His Civil War memories, and his slightly unusual interpretation of some of the politics involved in that conflict, are subjects to which he recurs repeatedly in his conversation. He heard the sound of cannon twice, he says, adding one time it was at the battle of Chattanooga, the other than of the battle of Nashville. He also recalls that during his very early boyhood he saw groups of Negro slaves being marched down Tennessee roads by buyers en-route to new homes, and that the feet of some were bloody from long marching over the rocky roads.


“During the war, he adds, Confederate soldiers often passed in “big droves” and “used to put up in our (Bratton’s) place.”


“Babe” says he and his parents lived on the Franklin farm three years after the war, building a cabin there, and that Franklin gave his former slaves a share-cropper status. He can recite each successive move of the family through the following decades of farming: to the “Major Seay” place 300 yards from Franklin’s; to the Bart Stone place on the road to Glasgow; then to a Celsor farm; thence to another Celsor’s; then to Flippin area where his father bought land from the “Harrison Heirs” because the farmer on whose land they had been living attempted to dictate to his sharecroppers how they should vote in the Grover Cleveland election. On this 50 acres of timberland, he recalls, there was a huge Indian mound area composed of mussel shells, bones and other debris at an old Indian camping ground on “Goodman Branch” where “Indian spikes” were everywhere. The family built a cabin near this camp site. However, the Franklin family were frequent movers, averaging about three years at a location, though at one place they lived with a man whose wife had died and helped him raise his children till they were near grown.” Finally, after a last period of farming on a Sam Hudson’s farm near Puncheon, “Babe’s” father gave up agriculture and went into blacksmithing, and worked at that trade the rest of his life.


“Babe” remained with his parents until he was “about 32”, he says, and was married about 1889 (though he was very vague on this date, confessing that a “whole lot of things I’ve done clean forgot and can’t remember”) to Miss Lizzie Ellen Brown. However, he says he distinctly remembers they were married “in the Lafayette courthouse door” and that he financed the wedding with ten dollars loaned him by a Mr. Ed Gillenwater. His bride, he says, was 14 years old, and “we’ve been together ever since.” Mrs. Franklin, listening inside the door of their residence while her husband told his story, also said she was uncertain of the date. As a sidelight on this marriage Franklin states he still possesses a bedstead he purchased when he and his bride set up housekeeping.

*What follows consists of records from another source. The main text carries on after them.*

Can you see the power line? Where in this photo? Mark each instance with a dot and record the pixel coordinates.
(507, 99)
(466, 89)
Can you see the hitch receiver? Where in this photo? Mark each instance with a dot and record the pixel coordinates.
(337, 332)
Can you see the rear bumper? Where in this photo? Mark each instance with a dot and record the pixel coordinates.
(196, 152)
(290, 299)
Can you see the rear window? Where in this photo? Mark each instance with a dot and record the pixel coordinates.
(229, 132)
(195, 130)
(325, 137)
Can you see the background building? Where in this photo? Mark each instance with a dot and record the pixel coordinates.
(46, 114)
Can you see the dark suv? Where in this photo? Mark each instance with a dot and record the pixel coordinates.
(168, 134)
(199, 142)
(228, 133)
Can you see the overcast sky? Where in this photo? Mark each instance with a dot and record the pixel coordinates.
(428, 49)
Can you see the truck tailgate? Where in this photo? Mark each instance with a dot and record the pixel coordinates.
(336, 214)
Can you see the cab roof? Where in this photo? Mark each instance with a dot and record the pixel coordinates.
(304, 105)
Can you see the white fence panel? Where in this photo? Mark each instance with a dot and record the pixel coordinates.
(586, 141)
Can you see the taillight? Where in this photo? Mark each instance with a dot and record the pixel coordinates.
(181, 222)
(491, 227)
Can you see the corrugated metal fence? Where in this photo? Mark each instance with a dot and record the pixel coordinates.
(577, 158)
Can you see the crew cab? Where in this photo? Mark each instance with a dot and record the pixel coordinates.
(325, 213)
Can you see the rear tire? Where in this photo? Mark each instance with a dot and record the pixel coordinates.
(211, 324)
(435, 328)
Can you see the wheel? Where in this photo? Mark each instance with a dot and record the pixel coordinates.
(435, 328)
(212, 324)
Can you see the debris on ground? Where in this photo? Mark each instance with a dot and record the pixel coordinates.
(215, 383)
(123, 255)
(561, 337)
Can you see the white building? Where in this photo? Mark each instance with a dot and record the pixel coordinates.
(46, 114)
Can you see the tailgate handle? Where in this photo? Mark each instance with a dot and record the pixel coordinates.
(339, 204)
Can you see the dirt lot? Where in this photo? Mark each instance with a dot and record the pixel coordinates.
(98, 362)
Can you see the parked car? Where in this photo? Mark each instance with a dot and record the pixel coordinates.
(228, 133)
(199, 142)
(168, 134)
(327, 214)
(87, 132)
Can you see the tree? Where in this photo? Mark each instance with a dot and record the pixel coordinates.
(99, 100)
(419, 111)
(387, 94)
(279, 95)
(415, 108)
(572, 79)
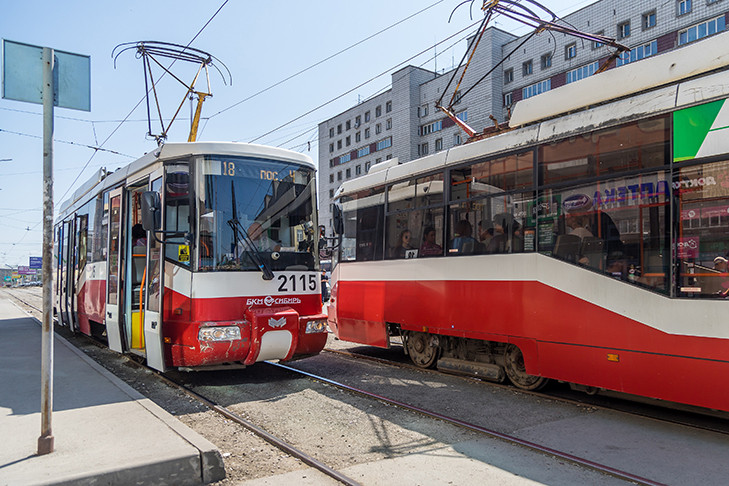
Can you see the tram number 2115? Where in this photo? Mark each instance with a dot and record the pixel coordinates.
(296, 283)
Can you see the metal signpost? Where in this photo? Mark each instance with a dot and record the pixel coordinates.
(41, 75)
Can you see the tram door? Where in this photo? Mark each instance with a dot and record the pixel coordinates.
(114, 258)
(142, 282)
(153, 315)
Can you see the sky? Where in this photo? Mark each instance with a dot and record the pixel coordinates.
(284, 59)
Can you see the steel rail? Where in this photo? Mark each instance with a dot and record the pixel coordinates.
(477, 428)
(263, 434)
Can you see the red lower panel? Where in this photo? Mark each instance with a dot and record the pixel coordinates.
(181, 332)
(561, 336)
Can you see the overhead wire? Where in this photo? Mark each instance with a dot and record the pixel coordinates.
(361, 84)
(312, 66)
(97, 149)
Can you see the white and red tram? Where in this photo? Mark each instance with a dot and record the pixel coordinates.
(195, 255)
(587, 247)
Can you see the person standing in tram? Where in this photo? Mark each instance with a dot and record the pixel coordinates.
(403, 244)
(429, 246)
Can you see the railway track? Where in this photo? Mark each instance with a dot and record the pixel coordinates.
(311, 461)
(712, 421)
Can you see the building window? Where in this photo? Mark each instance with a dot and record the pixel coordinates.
(683, 7)
(546, 61)
(383, 144)
(431, 127)
(570, 51)
(582, 72)
(508, 76)
(624, 30)
(638, 53)
(527, 68)
(704, 29)
(535, 89)
(597, 44)
(649, 20)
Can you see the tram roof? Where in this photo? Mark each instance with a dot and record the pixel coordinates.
(684, 77)
(103, 180)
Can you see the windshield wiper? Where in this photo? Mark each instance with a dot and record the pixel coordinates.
(239, 233)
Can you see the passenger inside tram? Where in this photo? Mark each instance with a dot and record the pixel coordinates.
(429, 246)
(404, 248)
(463, 242)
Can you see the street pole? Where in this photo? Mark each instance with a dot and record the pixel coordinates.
(45, 441)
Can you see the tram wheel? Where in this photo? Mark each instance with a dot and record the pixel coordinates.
(516, 370)
(422, 349)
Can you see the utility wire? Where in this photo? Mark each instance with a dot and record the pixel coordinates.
(326, 59)
(362, 84)
(70, 143)
(139, 103)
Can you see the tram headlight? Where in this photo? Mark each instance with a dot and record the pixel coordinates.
(219, 333)
(319, 325)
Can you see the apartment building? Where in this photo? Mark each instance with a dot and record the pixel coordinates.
(404, 122)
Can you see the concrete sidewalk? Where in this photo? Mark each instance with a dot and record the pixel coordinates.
(105, 432)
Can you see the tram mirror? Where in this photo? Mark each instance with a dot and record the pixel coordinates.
(151, 214)
(338, 221)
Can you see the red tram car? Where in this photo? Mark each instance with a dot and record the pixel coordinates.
(195, 255)
(583, 245)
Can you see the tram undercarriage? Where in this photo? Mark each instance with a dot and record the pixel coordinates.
(489, 360)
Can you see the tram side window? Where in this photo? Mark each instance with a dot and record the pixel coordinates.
(415, 234)
(633, 146)
(363, 225)
(101, 216)
(616, 226)
(177, 215)
(702, 241)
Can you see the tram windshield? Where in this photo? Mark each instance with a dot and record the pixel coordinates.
(255, 214)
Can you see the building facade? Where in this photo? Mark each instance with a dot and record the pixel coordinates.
(404, 122)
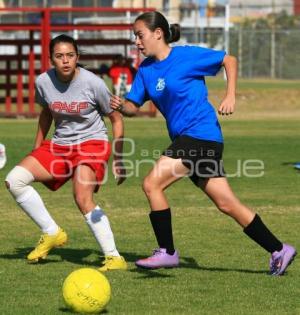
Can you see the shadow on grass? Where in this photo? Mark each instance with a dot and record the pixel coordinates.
(81, 257)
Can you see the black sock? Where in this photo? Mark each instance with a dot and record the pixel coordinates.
(262, 235)
(162, 226)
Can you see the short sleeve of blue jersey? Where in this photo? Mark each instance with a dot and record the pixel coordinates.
(138, 94)
(207, 62)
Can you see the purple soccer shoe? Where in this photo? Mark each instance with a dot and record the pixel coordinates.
(279, 261)
(159, 259)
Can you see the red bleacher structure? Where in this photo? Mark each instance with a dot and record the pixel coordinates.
(31, 57)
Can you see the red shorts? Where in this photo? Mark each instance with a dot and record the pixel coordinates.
(61, 161)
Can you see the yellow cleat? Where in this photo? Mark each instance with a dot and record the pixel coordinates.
(45, 244)
(113, 263)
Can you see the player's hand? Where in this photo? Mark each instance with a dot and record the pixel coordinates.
(119, 171)
(116, 102)
(227, 106)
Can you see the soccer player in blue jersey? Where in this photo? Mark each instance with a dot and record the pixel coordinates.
(173, 79)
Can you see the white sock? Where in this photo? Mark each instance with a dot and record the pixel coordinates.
(31, 202)
(100, 227)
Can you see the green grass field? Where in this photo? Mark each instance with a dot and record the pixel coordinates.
(222, 271)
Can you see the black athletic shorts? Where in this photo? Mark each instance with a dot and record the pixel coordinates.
(203, 158)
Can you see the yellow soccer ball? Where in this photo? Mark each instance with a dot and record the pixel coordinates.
(86, 290)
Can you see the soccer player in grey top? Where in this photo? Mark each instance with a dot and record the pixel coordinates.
(76, 100)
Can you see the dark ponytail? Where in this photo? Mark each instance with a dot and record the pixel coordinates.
(174, 33)
(155, 19)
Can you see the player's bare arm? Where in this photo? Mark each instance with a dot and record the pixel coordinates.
(125, 107)
(44, 124)
(228, 103)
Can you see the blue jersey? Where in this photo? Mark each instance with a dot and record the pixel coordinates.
(176, 86)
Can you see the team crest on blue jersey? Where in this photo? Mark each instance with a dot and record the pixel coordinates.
(160, 84)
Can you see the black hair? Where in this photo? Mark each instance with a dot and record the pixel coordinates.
(155, 19)
(62, 39)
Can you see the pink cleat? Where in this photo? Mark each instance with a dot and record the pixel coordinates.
(159, 259)
(279, 261)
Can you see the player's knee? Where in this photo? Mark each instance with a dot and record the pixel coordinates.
(82, 201)
(17, 180)
(225, 206)
(147, 186)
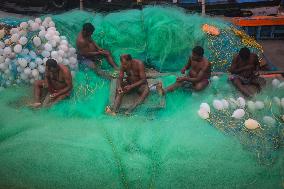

“Franklin was a farmer on various farms until 1922 when he moved to Glasgow, and continued farming for several years after that, and “I worked at everything.”


“He is the father of five children, “two boys and three girls” but they all gone from home and they are getting pretty agey now, too, and they all work.”


“He added that he had eight brothers and sisters, but only two of them survive, both in bad health, and both in Indianapolis.


“Upon request, he brought forth (attached to his big gold-cased railroad watch which was in the trousers he’d removed when dressing in work clothes for his tobacco patch chores), and displayed a lengthy fob made of hand-carved mother of pearl medallions. These, he explained, he carved from big mussell shells, adding that his best sample, a fish “with all the scales on it”, had been lost while he was fishing in Barren River. The pearl medallions are mostly in the form of profile human heads and are very artistically shaped.


“At this point, the strain of attempting to bring into focus the memories and dates of more than a century of living apparently became too great a strain on his nerves and Franklin began to sob softly while tears ran down his cheeks. The interview was immediately terminated, and Franklin was left, an old, old man seated on his porch, fingering his carvings and lost in his memories.”